Simonne Goenvic a adhéré au PCF en 1956, à seize ans. Presque tous les communistes qui ont milité dans le secteur bancaire ou dans le centre de Paris la connaissent. Travaillant au siège central du Crédit lyonnais, elle a eu un rôle important dans l’occupation du mai 68 et la grève de 1973. Secrétaire de la section d’entreprise, elle a lutté pour le droit à l’expression politique sur le lieu de travail, et a plusieurs fois été sanctionnée pour cela par la direction. Choisie par les communistes pour être la suppléante de Claude Quin au Conseil de Paris en 1977, elle lui a succédé en 1981, et est donc devenue permanente. Elle est ensuite devenue secrétaire de la section du IIe arrondissement puis, quand elle a fusionné avec celle du Ier, de la section Halles Bourse qui en a résulté. Retraitée en 1997, elle a continué à avoir la même activité politique qu’auparavant. Élue au conseil du IIe arrondissement de 2001 à 2008, elle a refusé d’être maire-adjoint en raison de ses désaccords avec la politique menée par la gauche plurielle, mais a eu la charge, comme conseiller délégué, bénévolement donc, de l’aide sociale. Elle a été, à chaque congrès, réélue secrétaire de section : bien qu’elle ait envisagé souvent de laisser la place, ses camarades ont insisté à chaque fois pour qu’elle reste. Voilà à qui Patrice Bessac, attaché parlementaire à 21 ans, dirigeant national du PCF à 22, puis conseiller régional et secrétaire fédéral, prétend s’adresser par voie de justice.
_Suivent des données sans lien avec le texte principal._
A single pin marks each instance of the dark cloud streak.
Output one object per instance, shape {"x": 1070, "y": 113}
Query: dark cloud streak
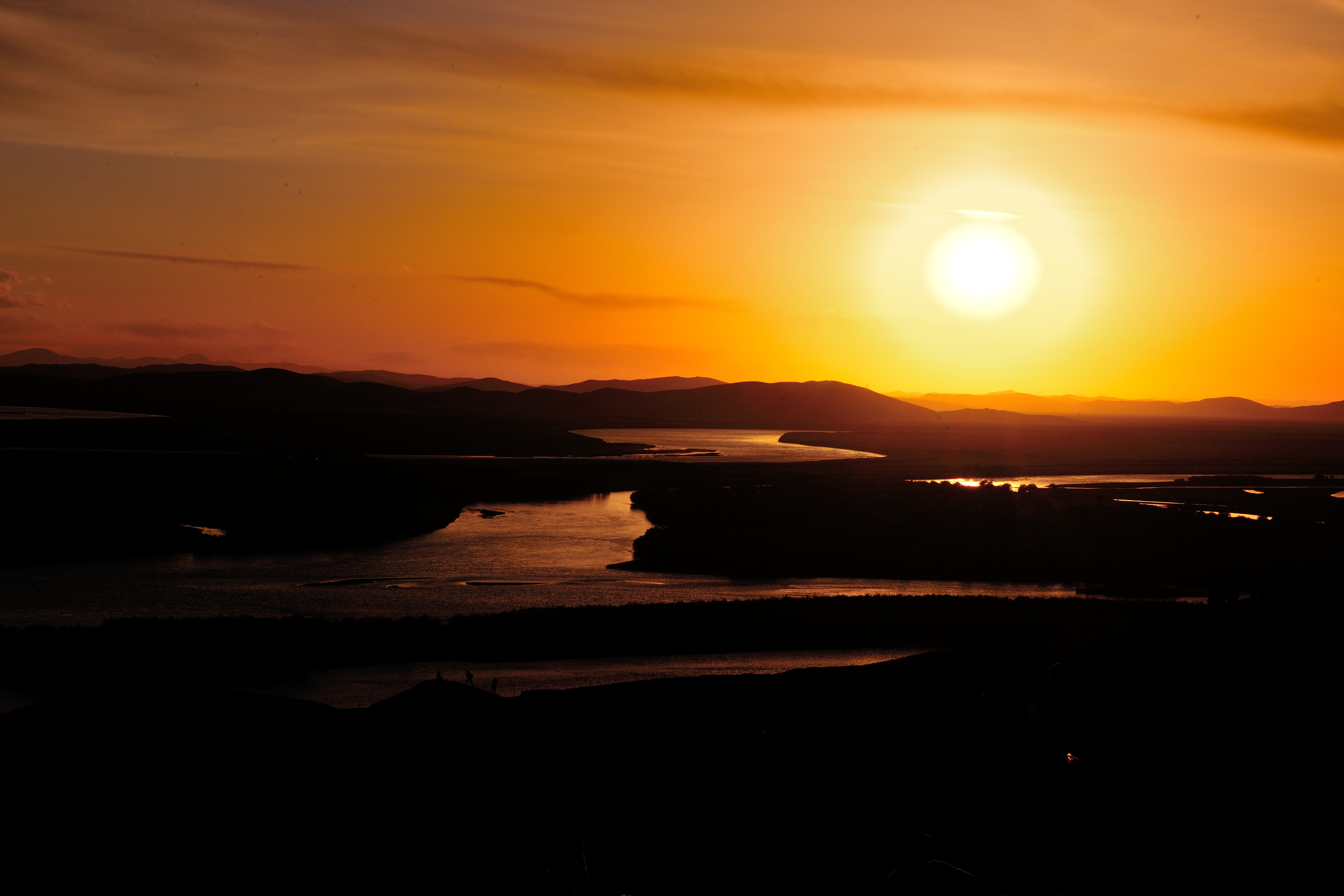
{"x": 177, "y": 260}
{"x": 599, "y": 300}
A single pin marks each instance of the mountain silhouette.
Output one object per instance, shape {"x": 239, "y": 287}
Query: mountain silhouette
{"x": 1228, "y": 408}
{"x": 656, "y": 385}
{"x": 48, "y": 356}
{"x": 392, "y": 378}
{"x": 742, "y": 405}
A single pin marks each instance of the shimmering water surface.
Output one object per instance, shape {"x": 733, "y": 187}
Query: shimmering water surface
{"x": 363, "y": 686}
{"x": 732, "y": 445}
{"x": 534, "y": 554}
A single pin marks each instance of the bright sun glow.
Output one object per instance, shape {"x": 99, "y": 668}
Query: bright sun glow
{"x": 983, "y": 271}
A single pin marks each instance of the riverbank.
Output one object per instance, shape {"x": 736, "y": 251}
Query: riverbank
{"x": 1156, "y": 760}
Le 28 janvier, se rendant au local avec une camarade pour faire le point sur la participation des militants de la section à la manifestation du lendemain, Simonne a trouvé les serrures fracturées. Elle a naturellement fait appel à un serrurier, et déposé plainte. Elle a eu la surprise de recevoir ensuite un message téléphonique de Patrice Bessac, puis une lettre recommandée de Jérôme Relinger revendiquant l’effraction. Par souci de trouver une solution raisonnable entre membres du PCF, elle n’a pas, en accord avec ses camarades, communiqué ces deux revendications à la police. C’était manifestement une erreur puisque le 19 mars (c’est une curieuse manie qu’ils ont de faire leurs coups bas les veilles et les jours de mobilisation, qui en dit long sur leurs conceptions, et leur activité, politiques), ceux qui agissaient en voyous le 28 janvier se sont faits légalistes et procéduriers pour demander à la justice de condamner Simonne… pour effraction et changement des serrures ! On aimerait que ce soit une manifestation d’humour. Ce n’est clairement pas le cas. Les voyous demandent à la justice de condamner ceux qui n’ont fait que se défendre.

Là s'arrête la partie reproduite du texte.